Si elle est rapportée, la preuve de la force majeure démontre que le gardien ne pouvait ni prévoir ni empêcher l’intervention de la chose dans la réalisation du dommage et qu’il n’a joué aucun rôle causal dans la survenance du fait de la chose. Elle ne vient pas altérer le lien de causalité entre la chose et le dommage mais le lien d’imputation entre le comportement du gardien et le fait de la chose. « Si la force majeure ne détruit pas le rôle causal entre le fait de la chose et le dommage, c’est forcément qu’elle agit un cran au-dessus, sur l’imputation du fait de la chose au gardien » et qu’elle « constitue une cause de non-imputation du fait dommageable au défendeur » (F. Leduc, « Causalité civile et imputation », in Les distorsions du lien de causalité, RLDC 2007, suppl. p. 40, n° 9 ; adde J.-S. Borghetti, « Peut-on se passer de la causalité en droit de la responsabilité », in Y. Lequette, N. Molfessis [dir.], Quel avenir pour la responsabilité civile ?, Dalloz, coll. « Thèmes et commentaires », 2015).

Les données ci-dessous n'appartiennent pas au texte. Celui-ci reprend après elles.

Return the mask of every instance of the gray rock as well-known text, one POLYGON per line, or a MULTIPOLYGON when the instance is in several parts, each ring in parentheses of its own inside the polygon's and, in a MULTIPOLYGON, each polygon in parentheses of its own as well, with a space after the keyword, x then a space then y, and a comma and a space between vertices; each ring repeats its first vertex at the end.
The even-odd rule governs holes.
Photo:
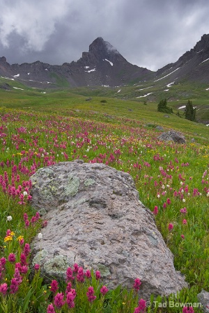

Les arrêts du 8 février 2018 le confirment de la même façon qu’ils rappellent que l’exonération totale du gardien d’une chose instrument du dommage est, en définitive, tout autant admise en théorie qu’en pratique dès lors que ses conditions cumulatives sont toutes réunies et démontrées. L’année 2011 avait particulièrement « été marquée par quelques décisions favorables au transporteur ferroviaire » (P. Le Tourneau [dir.], Droit de la responsabilité et des contrats, Dalloz Action, 11e éd., 2018-2019, n° 2142.184 ; Civ. 1re, 23 juin 2011, préc.). Peut-être en ira-t-il de même en 2018.